The book is divided into two parts. "Michaelmas Term" is set at St Mark's College, Oxford, and we are presented with a fictitious version of the Senior Common Rooms that Douglas Cole, himself an Oxford academic, knew very well. A good deal of scorn is heaped on college politics, which are presented credibly, if in a rather long-winded way. Someone who ought to know told me that, if college politics are frequently vituperative, Oxbridge college politics tend to be ten times worse, and that seems to have been Cole's view.

Two issues are vexing the College authorities. First, a South African Rhodes scholar called Sam Barrett is making waves with his misbehaviour and laziness. Second, an elderly and irascible Estates Bursar is presiding over a mysterious decline in the College's wealth. These two narrative strands occupy the first part of the book. In the second part, "Trinity Term", things have moved on, and Sam's life has undergone a remarkable change. On to the scene comes the Honourable Everard Blatchington, who features in a number of books by the Coles. His arrival conveniently coincides with a death by shooting in a locked room....
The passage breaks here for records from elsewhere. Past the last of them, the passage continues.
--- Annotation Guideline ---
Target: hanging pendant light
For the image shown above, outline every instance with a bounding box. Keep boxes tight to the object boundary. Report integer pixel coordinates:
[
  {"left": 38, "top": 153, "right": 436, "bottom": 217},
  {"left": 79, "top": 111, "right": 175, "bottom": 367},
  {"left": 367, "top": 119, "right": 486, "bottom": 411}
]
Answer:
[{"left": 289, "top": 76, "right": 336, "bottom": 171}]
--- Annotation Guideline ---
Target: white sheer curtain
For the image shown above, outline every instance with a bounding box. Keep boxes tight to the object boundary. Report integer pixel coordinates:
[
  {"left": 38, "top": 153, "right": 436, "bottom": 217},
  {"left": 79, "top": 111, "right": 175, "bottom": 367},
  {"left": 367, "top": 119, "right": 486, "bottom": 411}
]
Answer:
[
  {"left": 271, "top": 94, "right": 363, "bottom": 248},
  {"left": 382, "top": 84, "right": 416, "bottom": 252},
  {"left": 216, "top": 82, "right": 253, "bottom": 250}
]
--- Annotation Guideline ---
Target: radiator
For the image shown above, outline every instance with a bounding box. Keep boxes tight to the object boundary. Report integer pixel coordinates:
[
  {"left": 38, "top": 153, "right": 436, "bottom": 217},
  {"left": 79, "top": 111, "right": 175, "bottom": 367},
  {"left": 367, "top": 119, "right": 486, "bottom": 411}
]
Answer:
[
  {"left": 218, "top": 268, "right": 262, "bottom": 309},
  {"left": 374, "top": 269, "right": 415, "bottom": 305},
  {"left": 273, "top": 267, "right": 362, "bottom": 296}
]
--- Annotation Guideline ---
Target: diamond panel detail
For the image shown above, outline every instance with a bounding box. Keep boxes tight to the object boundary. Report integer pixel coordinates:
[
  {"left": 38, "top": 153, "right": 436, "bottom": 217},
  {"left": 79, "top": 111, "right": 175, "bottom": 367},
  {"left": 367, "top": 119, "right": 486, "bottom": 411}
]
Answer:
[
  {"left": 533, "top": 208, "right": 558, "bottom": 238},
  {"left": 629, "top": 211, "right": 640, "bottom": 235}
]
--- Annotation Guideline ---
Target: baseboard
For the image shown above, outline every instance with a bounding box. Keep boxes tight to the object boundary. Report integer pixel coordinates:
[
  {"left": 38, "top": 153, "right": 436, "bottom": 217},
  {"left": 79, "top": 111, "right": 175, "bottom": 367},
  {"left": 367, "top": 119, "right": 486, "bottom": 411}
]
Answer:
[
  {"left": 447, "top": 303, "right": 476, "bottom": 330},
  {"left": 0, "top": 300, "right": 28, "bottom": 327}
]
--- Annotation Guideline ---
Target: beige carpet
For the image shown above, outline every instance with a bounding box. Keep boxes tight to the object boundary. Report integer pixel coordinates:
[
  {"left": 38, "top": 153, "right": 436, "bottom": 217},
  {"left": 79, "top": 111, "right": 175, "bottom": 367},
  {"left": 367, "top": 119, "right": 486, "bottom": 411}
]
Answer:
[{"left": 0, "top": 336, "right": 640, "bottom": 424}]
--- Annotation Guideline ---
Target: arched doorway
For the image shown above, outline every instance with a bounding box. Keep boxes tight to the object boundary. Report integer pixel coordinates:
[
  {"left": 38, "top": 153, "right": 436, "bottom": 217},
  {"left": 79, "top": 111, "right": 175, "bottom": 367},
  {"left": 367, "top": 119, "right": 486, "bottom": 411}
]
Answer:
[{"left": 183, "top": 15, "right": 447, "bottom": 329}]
The puzzle is quite nicely done. I think it was a wise decision not to pad the story out into a full-length novel; perhaps a decision the Coles might have benefited from taking more often (but then, getting novellas published was far from easy before digital publishing changed the landscape.) The Oxford setting is captured competently, if not with dazzling flair. There is interest in the passing glances at covert homosexuality (at a time when homosexual acts were criminal offences) in college life, and the use of local pubs as brothels catering for male students who were frustrated by college rules designed to prevent hanky-panky with the opposite sex. All in all, one of the better Coles stories that I've come across (though I have numerous gaps in my reading of them.); This one was drawn to my attention some time ago by a Golden Age expert, but proved far from easy to track down. In true Oxford manner, it merits at least a middle Second, if not quite a First..  


Philip Amos said...

I am all too well-acquainted with academic politics. In general, they make any goings-on in the executive suites of business conglomerates look mighty tame. I think Cole's view of Oxbridge politics in his own time was very true. Now, I doubt if they are different from other universities, for changes at Oxbridge in general have been immense. The passing of the, often indolent, bachelor don with too much time for mischief has I think played a large part in this. A fascinating read with much to say about all this is Adam Sisman's biography of Hugh Trevor-Roper, which I recommend highly. And it is not without mysteries within.

It furnished me with not a few chuckles, and perhaps most when I read that A.L. Rowse asked Trevor-Roper, "Why are you so nasty to people?" I literally did a double-take at that for, and in keeping with the Trevor-Roper theme, I might just as well have read that Hitler asked Heydrich why he was so nasty to Jews.

Martin Edwards said...

Thanks, Philip, and happy new year to you. Your comments about the Sisman book definitely intrigue me!

Kelly Robinson said...

I have a fondness for academic settings. This sounds like a nice read. Thanks for the review.